De pronto todas las luces eléctricas que iluminaban la descendiente gradería se apagaron. Paralizado, me encontraba en plena oscuridad. Sin saber qué hacer aguardé quieto, gritando auxilio para que alguien viniera a socorrerme. En vez de eso, comencé a oír una voz que hablaba en un idioma extraño para mí. Nunca había escuchado semejantes palabras. Pero algo extraordinario sucedió: así como los ojos paulatinamente se acostumbran a la repentina oscuridad y empiezan a diferenciar las figuras, mis oídos comenzaron a distinguir palabras de aquel extraño idioma que provenía desde el fondo del templo. A pesar del terror que sentía, mi curiosidad hizo que descendiera precavidamente los escalones que faltaban para llegar al final del recorrido.

Allí, increíblemente, una figura de tez oscura, adornada con extraños ornamentos recitaba con los ojos cerrados una plegaria que me resultaba ajena. Llevaba puesta una máscara de jade que se encargó de retirar. Su cabeza era grande, con los pómulos salientes y el negruzco pelo largo y lacio. Sus ojos almendrados tenían un pronunciado y notable pliegue que parecía de origen oriental. Lo que más me impactaba era que sus pies no se apoyaban en ninguna superficie, estaban a poca distancia por encima del suelo.

De repente, abrió los ojos y con una vos calma y grave me dijo, refiriéndose a una cruz de caña que se encontraba sobre un sepulcro:

–Mi nombre es K'inich J'anaab Pakal, Rey maya, y esa es la cruz de la liberación del hombre. La que marca las épocas, los elementos de la tierra y el universo. Dentro de muy poco tiempo, nuestro planeta se alineará con el resto del universo-. Sus ojos parecían mirar desde la profundidad de un abismo. Quizás el abismo del tiempo que nos separaba. –Cuando el calendario llegue a su término Quetzalcoatl, la serpiente emplumada, dará comienzo a una nueva era: la del Sexto Sol. Por fin el hombre tomará conciencia de la inmensidad del cosmos y del ilimitado poder de Dios en el infinito.
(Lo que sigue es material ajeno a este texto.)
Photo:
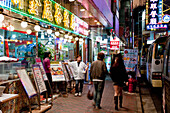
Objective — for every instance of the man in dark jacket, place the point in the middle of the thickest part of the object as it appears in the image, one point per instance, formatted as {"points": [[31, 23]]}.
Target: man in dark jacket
{"points": [[98, 72]]}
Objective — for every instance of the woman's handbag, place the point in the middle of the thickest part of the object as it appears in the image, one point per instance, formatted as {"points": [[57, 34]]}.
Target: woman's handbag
{"points": [[90, 92]]}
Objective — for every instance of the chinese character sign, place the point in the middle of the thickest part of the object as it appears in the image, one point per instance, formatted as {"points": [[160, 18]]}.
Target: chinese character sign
{"points": [[130, 59], [154, 15]]}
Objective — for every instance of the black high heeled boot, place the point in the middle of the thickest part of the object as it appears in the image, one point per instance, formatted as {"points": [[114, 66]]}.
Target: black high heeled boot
{"points": [[116, 102], [120, 101]]}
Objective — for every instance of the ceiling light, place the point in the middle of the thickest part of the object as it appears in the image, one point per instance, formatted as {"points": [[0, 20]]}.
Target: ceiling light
{"points": [[24, 24], [1, 17], [57, 33], [49, 31], [82, 10], [29, 31], [37, 28], [76, 38]]}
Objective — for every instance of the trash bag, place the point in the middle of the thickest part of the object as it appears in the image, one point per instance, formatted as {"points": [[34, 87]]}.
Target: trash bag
{"points": [[90, 93]]}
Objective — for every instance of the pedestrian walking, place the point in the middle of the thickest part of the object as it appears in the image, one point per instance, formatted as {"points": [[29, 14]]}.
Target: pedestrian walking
{"points": [[79, 70], [119, 77], [46, 64], [98, 72]]}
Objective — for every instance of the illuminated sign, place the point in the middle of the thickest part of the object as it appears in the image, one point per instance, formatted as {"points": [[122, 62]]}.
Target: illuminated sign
{"points": [[154, 15], [50, 13], [33, 6], [66, 19], [72, 22], [19, 3], [166, 18], [58, 14], [47, 12], [158, 26], [114, 43]]}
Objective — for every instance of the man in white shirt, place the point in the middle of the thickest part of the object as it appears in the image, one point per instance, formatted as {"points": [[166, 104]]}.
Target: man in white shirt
{"points": [[79, 70]]}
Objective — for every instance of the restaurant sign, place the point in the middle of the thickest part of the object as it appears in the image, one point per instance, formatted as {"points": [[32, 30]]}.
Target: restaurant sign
{"points": [[49, 12], [154, 11]]}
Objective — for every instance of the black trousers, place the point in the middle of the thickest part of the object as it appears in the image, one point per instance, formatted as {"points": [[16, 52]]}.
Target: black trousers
{"points": [[48, 84], [81, 86]]}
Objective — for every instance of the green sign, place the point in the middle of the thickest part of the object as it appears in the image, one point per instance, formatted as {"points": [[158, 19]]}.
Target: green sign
{"points": [[47, 11]]}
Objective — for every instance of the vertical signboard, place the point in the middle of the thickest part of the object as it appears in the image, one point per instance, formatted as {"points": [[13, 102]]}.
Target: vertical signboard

Con esas palabras su figura se fue desdibujando paulatinamente hasta perderse en la penumbra del lugar. Salí de donde me encontraba mientras sus frases me daban vueltas y vueltas en mi mente. Excitado volví a bajar los escalones exteriores del templo, sin reparar en el cansancio ni el agobiante sol que caía y marcaba el fin del día y el comienzo de la noche.

Miré mi reloj y extrañamente estaba detenido en las once horas y once minutos. La fecha que marcaba era la del veintiuno de diciembre de dos mil doce. Confundido, emprendí la tarea de corregir la hora y la fecha, sin saber todavía, aunque lo comprendería más tarde, que se trataba del instante que mencionaba la fantasmagórica figura del templo. Me sentí un explorador ya no de paisajes sino de dimensiones. Esa tarde se había creado un puente humano de civilizaciones. Distanciadas en el tiempo lineal pero que cohabitan un espacio común al que pude acceder sin saber realmente cómo. A pesar de la destrucción y el aniquilamiento, toda gran civilización sobrevive su tiempo. Tanto en las paredes que la vio vivir, como en la historia que impide su olvido.

Luego de todo lo que esa tarde había acontecido, decidí devolver mi cuerpo cansado al hotel en el que me hospedaba. Mucho he reflexionado desde entonces. Y a pesar de lo increíble de mi relato, juro haber vivido o al menos soñado, todo lo que me he encargado de narrar y trasmitir sin saber todavía su real significado. Seguramente, nunca lo conozca.